ニューラルネットワーク Initialization is a crucial step in the training process of ニューラルネットワーク, where the initial weights and biases of the network are set. Proper initialization can significantly influence the convergence speed and 全体的な性能 of the model. If weights are initialized poorly, it can lead to issues such as slow training, getting stuck in local minima, or failing to learn altogether.
重みの初期化にはいくつかの一般的な方法があります:
- ゼロ初期化: Setting all weights to zero. This method is generally discouraged because it leads to symmetry, where all neurons in a layer 同じ特徴を学習します。
- ランダム初期化: Weights are initialized randomly, often using a Gaussian or uniform distribution. This can help break symmetry but may still lead to issues if the scale of the weights is not appropriate.
- Xavier/Glorot初期化: This method adjusts the initialization based on the number of input and output units in the layer, helping to keep the variance of activations throughout the network consistent.
- He初期化: Similar to Xavier初期化, but designed for layers with ReLU activation functions.
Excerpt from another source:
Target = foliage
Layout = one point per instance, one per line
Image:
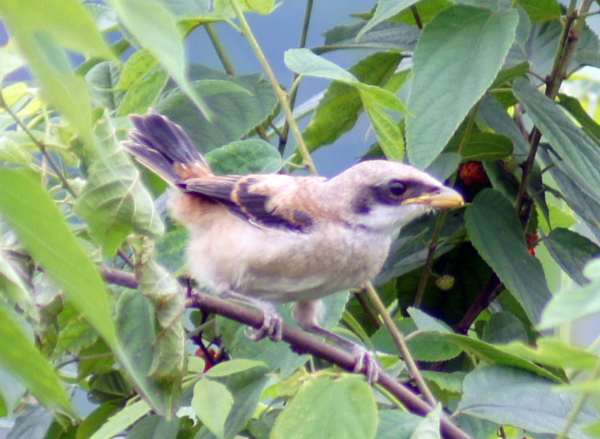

It helps prevent issues with vanishing gradients.
に加えて 重みの初期化, biases are often initialized to zero or small positive values, which can help in encouraging activation in the neurons from the start.
適切な 初期化戦略の選択 is important as it can lead to faster training times and better model performance. Researchers continue to explore new methods and variations for optimizing initialization techniques.